Instance Configuration

  • Instance is the container for your clusters.
  • SSD: Lower latency and more rows read per second. Typically used for real-time serving.
  • HDD: Higher latency for random reads. Good performance on scans and used for batch analytics.
  • Important: Changing disk type requires a new instance (cannot flip HDD to SSD).
  • Scaling: Manual scaling (add/delete nodes without downtime), or recently introduced Autoscaling.
  • Replication: Add clusters to automatically replicate (cross-regional supported) to isolate serving from batch, or improve availability.
  • App profile: Defines routing policy (single-cluster or multi-cluster routing) and controls single-row transactions.

Billing & Security

  • Compute Billing: Type of instance and number of nodes in your clusters.
  • Storage Billing: Amount of storage your tables use (GiB).
  • Network Billing: Amount of network bandwidth used (GiB).
  • Backup Billing: Billed only for the backup storage you use. A backup can never be larger than the original table.
  • Security Access Control: Managed via IAM at Project or Instance level. Roles include Read, Write, and Manage.
04

Schema Design & Row Keys

Schema Considerations

Designing a schema is different from a typical RDBMS. There is no support for joining (no foreign key concept). Each table has only one index (the row key, up to 4 KB). All operations are atomic (ACID) at the row level only, and both reads and writes should be distributed evenly.

Row Key Design Characteristics / Examples
Good Row Keys Distributed load.

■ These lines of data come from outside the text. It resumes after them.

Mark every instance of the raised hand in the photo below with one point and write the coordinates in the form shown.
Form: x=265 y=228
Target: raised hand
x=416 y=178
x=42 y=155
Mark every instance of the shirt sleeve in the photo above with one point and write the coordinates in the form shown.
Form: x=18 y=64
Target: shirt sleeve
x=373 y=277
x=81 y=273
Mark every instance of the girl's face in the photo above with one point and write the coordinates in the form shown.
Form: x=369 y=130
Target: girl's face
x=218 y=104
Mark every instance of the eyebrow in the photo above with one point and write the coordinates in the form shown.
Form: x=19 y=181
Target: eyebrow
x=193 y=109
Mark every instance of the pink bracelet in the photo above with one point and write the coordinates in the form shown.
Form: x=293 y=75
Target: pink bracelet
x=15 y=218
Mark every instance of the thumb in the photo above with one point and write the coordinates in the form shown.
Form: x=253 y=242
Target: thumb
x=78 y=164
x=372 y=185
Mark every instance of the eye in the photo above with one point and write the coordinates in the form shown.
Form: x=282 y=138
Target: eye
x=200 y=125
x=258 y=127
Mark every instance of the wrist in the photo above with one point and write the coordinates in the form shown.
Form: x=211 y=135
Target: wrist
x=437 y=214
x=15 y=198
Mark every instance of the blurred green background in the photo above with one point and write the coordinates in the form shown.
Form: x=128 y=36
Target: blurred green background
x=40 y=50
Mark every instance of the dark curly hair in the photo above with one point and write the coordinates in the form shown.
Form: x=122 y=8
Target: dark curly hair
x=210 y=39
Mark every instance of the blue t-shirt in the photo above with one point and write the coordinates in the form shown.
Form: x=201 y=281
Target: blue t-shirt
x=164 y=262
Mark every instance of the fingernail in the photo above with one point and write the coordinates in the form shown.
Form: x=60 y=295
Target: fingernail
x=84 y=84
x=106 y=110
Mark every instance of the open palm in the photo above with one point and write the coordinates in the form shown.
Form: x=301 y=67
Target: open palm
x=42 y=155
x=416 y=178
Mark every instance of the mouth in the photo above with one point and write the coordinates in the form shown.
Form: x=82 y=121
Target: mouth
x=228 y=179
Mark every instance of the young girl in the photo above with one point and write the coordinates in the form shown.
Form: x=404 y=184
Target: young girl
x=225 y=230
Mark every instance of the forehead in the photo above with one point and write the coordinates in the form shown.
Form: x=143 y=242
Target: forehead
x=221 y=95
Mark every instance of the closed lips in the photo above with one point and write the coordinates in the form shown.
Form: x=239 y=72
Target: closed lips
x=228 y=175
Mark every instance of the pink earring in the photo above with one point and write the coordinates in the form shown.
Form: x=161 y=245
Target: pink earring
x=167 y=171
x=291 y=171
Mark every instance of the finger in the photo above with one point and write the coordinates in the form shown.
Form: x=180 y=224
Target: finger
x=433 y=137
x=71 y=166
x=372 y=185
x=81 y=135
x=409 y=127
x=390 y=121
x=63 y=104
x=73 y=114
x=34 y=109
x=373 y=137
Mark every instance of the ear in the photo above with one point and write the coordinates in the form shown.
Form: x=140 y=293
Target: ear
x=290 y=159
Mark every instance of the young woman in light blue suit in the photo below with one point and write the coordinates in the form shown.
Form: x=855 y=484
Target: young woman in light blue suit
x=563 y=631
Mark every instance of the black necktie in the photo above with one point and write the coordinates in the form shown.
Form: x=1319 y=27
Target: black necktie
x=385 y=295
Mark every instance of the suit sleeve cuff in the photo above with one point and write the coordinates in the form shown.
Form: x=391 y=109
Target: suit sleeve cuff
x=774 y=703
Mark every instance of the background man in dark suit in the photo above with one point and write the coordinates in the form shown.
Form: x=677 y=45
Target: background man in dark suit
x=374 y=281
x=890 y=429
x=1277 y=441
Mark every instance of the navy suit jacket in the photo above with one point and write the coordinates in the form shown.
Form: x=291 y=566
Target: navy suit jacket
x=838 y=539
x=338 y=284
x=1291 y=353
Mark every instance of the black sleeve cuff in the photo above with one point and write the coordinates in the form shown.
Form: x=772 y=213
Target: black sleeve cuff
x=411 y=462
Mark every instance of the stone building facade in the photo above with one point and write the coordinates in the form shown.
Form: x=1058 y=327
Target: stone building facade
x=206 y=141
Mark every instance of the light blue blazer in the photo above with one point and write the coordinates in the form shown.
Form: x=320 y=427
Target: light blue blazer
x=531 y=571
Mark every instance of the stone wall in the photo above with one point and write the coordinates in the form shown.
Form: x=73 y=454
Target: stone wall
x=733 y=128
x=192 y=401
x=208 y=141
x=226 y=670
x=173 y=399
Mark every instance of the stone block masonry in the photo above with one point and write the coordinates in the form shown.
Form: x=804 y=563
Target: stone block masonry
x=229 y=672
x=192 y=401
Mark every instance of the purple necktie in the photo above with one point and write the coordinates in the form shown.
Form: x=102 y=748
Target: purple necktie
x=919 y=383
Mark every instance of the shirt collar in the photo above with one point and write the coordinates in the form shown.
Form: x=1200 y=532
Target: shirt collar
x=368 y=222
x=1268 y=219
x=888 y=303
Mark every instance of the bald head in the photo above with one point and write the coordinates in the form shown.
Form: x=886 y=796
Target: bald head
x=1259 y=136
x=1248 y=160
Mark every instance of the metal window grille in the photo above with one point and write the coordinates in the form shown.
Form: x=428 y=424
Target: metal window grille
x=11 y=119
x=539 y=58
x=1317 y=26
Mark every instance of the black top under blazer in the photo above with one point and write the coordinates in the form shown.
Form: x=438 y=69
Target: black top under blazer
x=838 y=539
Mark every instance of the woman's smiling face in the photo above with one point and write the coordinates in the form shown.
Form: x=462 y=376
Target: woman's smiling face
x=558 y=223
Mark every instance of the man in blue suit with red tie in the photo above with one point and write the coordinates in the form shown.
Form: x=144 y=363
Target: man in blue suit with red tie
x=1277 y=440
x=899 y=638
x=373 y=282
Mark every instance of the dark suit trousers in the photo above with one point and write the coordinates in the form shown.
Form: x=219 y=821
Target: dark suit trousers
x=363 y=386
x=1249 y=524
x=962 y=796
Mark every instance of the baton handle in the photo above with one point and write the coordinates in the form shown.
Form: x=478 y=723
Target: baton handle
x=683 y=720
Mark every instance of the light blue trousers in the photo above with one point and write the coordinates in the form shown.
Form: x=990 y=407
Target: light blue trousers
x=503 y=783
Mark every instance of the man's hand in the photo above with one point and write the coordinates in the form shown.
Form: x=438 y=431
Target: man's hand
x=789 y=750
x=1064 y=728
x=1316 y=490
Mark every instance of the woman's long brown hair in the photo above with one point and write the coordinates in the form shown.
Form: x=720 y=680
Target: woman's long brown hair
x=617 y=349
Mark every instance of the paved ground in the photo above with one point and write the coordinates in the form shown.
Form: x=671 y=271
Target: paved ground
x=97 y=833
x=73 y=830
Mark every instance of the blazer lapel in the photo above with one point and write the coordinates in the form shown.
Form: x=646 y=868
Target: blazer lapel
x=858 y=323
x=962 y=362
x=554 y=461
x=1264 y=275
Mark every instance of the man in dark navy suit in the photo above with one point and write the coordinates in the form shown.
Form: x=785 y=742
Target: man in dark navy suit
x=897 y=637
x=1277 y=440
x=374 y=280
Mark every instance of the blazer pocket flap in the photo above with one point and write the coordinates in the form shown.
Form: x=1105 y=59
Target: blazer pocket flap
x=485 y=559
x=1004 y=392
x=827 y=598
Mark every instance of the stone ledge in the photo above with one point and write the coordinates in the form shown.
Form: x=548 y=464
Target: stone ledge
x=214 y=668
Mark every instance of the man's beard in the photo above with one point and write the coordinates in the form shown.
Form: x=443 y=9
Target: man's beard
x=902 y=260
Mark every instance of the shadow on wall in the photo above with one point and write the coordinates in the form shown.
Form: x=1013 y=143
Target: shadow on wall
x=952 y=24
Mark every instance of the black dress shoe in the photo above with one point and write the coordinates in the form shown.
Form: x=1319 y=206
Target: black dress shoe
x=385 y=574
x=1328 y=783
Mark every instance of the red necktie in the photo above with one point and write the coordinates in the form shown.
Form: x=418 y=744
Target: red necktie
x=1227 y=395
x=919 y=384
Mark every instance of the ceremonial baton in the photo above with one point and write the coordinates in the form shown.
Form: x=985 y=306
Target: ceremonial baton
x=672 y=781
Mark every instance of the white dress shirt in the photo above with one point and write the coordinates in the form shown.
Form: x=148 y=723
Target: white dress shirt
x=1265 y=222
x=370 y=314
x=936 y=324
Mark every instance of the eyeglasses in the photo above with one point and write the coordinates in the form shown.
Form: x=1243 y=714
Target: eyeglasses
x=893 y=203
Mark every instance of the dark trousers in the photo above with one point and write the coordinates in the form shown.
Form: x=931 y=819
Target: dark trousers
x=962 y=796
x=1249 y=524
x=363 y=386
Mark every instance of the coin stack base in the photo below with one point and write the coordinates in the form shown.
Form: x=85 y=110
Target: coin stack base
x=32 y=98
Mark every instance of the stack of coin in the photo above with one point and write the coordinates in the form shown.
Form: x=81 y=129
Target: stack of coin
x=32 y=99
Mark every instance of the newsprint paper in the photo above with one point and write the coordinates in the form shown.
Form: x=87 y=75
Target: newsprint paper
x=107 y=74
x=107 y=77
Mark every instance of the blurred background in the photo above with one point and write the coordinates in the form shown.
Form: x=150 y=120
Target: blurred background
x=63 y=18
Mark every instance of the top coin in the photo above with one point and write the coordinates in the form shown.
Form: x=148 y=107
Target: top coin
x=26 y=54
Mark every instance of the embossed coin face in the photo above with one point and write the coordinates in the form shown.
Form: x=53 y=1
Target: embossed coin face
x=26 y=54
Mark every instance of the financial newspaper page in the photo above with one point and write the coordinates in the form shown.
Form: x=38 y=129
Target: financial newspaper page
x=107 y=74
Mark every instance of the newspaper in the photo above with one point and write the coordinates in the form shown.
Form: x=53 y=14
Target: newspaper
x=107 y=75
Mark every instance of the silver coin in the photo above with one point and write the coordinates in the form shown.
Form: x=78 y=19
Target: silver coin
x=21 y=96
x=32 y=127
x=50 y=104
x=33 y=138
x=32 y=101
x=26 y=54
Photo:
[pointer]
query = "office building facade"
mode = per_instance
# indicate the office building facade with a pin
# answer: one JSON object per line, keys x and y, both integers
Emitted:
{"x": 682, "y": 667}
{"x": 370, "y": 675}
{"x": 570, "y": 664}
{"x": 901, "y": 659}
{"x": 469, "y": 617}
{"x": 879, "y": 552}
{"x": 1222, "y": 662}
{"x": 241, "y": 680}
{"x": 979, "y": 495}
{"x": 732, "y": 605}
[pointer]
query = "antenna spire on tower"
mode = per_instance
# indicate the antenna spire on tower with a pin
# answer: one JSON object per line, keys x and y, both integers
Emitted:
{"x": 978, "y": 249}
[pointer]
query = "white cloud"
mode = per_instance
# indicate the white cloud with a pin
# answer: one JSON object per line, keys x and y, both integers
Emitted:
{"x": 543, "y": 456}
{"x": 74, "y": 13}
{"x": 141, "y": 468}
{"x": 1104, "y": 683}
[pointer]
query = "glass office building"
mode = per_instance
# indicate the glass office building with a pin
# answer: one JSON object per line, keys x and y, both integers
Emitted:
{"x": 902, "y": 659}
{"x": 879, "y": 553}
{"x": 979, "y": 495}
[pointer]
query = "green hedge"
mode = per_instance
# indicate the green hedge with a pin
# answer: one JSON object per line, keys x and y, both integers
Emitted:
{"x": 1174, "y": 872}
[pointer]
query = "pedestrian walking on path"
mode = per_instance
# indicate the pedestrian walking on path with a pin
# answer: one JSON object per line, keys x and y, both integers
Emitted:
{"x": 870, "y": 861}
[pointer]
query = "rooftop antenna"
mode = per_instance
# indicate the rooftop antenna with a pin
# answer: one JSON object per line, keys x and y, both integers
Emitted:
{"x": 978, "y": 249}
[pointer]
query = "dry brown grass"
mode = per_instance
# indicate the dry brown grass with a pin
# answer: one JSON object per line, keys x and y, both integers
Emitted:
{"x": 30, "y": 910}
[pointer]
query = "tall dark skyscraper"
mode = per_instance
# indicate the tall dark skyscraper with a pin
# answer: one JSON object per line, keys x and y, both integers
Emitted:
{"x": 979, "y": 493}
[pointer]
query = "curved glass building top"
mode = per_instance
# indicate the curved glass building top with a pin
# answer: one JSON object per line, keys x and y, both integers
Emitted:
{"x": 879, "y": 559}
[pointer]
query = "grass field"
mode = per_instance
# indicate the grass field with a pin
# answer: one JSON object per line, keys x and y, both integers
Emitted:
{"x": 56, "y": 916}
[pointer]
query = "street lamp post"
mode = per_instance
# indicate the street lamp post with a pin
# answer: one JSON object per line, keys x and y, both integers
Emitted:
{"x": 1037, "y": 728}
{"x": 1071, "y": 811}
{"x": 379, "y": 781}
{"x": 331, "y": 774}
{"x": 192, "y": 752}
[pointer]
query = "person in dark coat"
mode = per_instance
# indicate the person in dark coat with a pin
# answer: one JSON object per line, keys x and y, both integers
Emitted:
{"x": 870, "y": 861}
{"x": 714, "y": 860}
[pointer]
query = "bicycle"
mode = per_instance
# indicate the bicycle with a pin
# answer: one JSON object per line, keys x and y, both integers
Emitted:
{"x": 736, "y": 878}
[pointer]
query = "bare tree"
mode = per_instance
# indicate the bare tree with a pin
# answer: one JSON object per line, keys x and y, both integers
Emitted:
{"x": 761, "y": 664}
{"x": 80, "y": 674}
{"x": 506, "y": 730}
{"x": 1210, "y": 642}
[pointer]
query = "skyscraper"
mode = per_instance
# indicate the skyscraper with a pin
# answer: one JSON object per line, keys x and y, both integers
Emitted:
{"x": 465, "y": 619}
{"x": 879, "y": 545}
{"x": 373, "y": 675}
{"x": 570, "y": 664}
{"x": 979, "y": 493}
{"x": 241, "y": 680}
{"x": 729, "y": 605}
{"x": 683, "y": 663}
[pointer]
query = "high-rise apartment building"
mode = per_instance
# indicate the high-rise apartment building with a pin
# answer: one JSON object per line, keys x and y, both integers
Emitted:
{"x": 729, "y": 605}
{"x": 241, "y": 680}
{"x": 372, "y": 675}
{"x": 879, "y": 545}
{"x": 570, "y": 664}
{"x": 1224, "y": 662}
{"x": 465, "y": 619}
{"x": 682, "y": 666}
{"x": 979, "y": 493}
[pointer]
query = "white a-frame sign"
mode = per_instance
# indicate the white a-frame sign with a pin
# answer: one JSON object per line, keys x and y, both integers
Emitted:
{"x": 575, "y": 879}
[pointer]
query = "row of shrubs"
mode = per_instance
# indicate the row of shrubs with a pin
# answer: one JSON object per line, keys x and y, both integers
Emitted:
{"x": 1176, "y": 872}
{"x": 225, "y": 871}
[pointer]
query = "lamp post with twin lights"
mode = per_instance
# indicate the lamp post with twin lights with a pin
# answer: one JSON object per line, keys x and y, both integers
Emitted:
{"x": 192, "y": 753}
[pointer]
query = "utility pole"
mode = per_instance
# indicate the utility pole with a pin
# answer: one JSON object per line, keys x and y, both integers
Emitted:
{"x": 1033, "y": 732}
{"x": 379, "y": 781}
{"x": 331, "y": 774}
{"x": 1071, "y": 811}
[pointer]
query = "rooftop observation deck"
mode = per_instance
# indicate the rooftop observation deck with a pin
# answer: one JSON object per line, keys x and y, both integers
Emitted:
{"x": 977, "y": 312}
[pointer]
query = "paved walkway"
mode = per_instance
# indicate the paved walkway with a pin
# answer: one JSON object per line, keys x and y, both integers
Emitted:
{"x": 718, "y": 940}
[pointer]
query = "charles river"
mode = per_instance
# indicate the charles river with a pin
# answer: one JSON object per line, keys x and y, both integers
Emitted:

Design from a common value to a granular value. Include a timestamp (but not at the beginning).
Poor Row Keys Sequential numeric IDs. Timestamps alone or at the start. Hashed values. Values expressed as raw bytes.
Hot-spotting Avoidance Avoid auto-incrementing keys or time-values alone as they hit the same node repeatedly.

Designing Row Keys

05

Best Practices & Limitations

1,000
Tables Limit
100
Col Families Limit
100 MB
Max Cell Size
256 MB
Max Row Size

Best Practices

06

Garbage Collection & Misc

Garbage Collection

  • Asynchronous and Delayed: runs continuously in the background. Data marked for deletion can take up to a week to be fully removed.
  • Column Family Specific: GC rules are defined independently at the column family level.
  • Multiple Deletion Criteria: configure rules based on age (TTL), number of cell versions, or a combination.
  • Tombstoning: When all cells within a row/qualifier are deleted, it is marked as "tombstoned" and removed during GC.
  • Filtering for Accuracy: Apply timestamp range filters within queries to bypass the GC delay and retrieve only recent data.

Miscellaneous

  • Related columns should be placed in a column family. A single table can have multiple column families.
  • Related data should be in one table, not multiple tables.
  • Bigtable does not support secondary indexes.
  • Row keys are specified for each row, not for each column family.
  • Command line usage: use cbt tool (preferred) or HBase shell.

Self-Assessment Questions

Q1. What happens if you use a sequential numeric ID or a timestamp as the beginning of your row key?

It leads to hot-spotting when writing, as all sequential writes will hit the exact same node instead of being distributed across the cluster.

Q2. You initially provisioned an HDD Bigtable instance for batch analytics, but now want to serve real-time app traffic requiring lower latency. How do you switch to SSD?

Changing disk type requires creating a entirely new instance. You cannot toggle a setting from HDD to SSD.

Q3. At what level are operations guaranteed to be atomic (ACID) in Bigtable?

Operations are atomic only at the row level.

Q4. Because Garbage Collection is asynchronous and can take up to a week, how do you ensure deleted data isn't returned in your queries?

By applying timestamp range filters for accuracy within your queries, which bypasses the garbage collection delay.

Q5. What is a common way to avoid hot-spotting for row keys when writing time-series data?

Use field promotion (shifting a column to be part of the row key before the timestamp) or salting (hashing the timestamp plus row key).